La science védique du Vedanta nous apprend qu’une source unique, suprêmement consciente et vivante, se multiplie en d’innombrables manifestations autant personnelles qu’impersonnelles. Elle dirige de cette manière tout ce qui existe sous forme d’émanations de fréquences vibratoires par la transformation de ses énergies. Son action se fait sentir à travers une multitude de traditions et de cultures, soit par diverses apparitions d’une même Personnification Suprême et Divine (le monothéisme de Bhagavan), soit par une grande variété d’activations de puissances transformationnelles (un phénomène surnaturel appelé parashaktivada en sanscrit). Ce niveau de variété spirituelle est révélé même dans le monde matériel lorsqu’y apparaît l’Être originel sous une forme minérale, végétale, animale ou humaine, car l’Être unique accroît son bonheur en se dédoublant à l’infini et de manière incommensurable.

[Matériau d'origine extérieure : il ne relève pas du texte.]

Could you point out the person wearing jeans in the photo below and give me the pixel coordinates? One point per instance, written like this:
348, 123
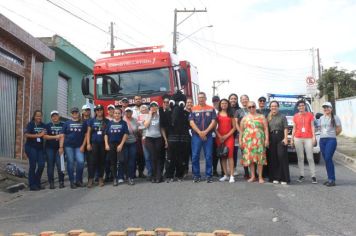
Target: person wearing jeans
74, 140
95, 144
34, 133
115, 137
303, 138
130, 149
202, 119
52, 137
330, 126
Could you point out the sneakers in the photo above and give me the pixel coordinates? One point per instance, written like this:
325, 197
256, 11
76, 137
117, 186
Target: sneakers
61, 185
196, 179
224, 178
131, 182
301, 179
330, 184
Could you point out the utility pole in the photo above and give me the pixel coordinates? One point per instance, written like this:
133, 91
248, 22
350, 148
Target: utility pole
217, 83
177, 24
112, 46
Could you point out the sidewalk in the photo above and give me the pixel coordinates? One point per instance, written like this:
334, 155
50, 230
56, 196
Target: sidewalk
346, 148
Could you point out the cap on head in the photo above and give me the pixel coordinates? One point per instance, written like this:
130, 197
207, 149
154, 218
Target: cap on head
327, 104
74, 109
262, 98
216, 99
128, 109
99, 107
54, 113
154, 104
85, 107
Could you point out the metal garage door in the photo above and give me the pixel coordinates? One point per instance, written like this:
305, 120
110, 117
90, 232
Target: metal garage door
62, 99
8, 91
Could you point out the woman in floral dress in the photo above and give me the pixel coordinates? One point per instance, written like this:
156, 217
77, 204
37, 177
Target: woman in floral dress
253, 141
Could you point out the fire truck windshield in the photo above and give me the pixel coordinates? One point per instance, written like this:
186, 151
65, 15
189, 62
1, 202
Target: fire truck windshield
123, 84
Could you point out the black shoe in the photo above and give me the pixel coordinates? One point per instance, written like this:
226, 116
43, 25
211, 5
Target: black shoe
79, 184
301, 179
35, 188
141, 175
169, 180
196, 179
330, 184
131, 182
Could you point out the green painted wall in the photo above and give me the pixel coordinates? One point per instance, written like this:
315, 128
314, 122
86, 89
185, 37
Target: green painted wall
70, 63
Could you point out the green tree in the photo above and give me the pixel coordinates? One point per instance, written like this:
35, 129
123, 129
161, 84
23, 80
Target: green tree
346, 81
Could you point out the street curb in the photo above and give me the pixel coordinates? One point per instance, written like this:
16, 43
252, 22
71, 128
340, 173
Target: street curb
346, 161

Selon les Védas, quels que soient les projets que nous prévoyons ou que nous tentons de réaliser, une force providentielle qui n’a rien à voir avec le pur hasard a d’ores et déjà décidé ce qui doit arriver. Peu importe la manière dont nous nous organisons, nul plan n’aboutira s’il n’est en adéquation parfaite avec les fréquences transformationnelles qui portent en elles l’approbation de la conscience des mondes d’antimatière.

Nous sommes libres de concevoir divers desseins, mais à moins qu’ils ne soient actualisés par l’entremise ou l’intercession d’un programme préétabli, jamais ils ne se réaliseront. Toutes sortes d’êtres vivants échafaudent des millions de plans sur Terre et dans l’univers, mais sans l’approbation du Tout Vivant (The Organic Whole), sans le « oui » permissif et complaisant du Grand Tétragramme, le Dieu de la Bible hébraïque (YHWH), « l’Être qui fait être tout ce qui est » partout et toujours, aucun de ces plans ne pourra connaître le succès. Inutile donc de perdre son temps, son enthousiasme et son argent avec des projets voués à l’effondrement (la collapsologie de la civilisation industrielle). La société matérialiste ferait donc bien de revoir sa copie de toute urgence…

Si on nous dit que tout ceci n’est que croyance et superstition, nul ne nous oblige à prendre cette opinion au sérieux. Ce genre de réflexion est le plus souvent fondé sur une idéologie de scepticisme maladif, d’absence chronique d’observation de la nature ou, au pire des cas, sur des préjugés sans valeur. En observant comment les choses se passent sur cette planète, on se rend compte rapidement que le fait de croire ou de ne pas croire en quelque chose revient au même.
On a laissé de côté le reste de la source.